当院はNBI内視鏡システムを設備しております。

②胃カメラにおけるNBIの役割
食道早期がんの発見に大きく貢献。
従来は、早期食道がんの診断はヨードによるの色素撒布法が用いられていた。食道の色素撒布にはチューブを挿入する必要があり、通常の観察で病変が認められた場合のみに行われていた。NBIの場合はボタンひとつで切り替えられるため、通常のスクリーニング内視鏡検査の際も可能であるため、早期食道がんの発見に大きく貢献していると考えられる。

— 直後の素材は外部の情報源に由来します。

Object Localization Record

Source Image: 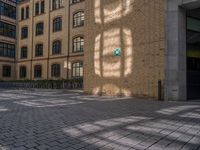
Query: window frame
[2,65,12,78]
[72,35,84,53]
[51,63,61,78]
[71,61,84,78]
[34,64,42,78]
[52,40,62,55]
[73,10,85,28]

表在性食道がんの90%はNBIでbrownish areaとして捉えることができる。

③大腸内視鏡におけるNBIの役割
大腸ポリープの種類を鑑別するのに有効
大腸良性ポリープの中で、腺腫はNBIでbrownishに、そして過形成性ポリープはbrownishではなく捉えられることが多い。腺腫は切除する、また、過形成性ポリープは経過観察するものなので、NBIによる観察は切除するべきかどうかの判断材料となる。
大腸内視鏡では、NBI法も有効だが、早期がんや腺腫の発見率を向上させるという意味において、従来のインジコカルミン色素撒布による色素内視鏡法も大変重要な検査方法であることは強調しておきたい。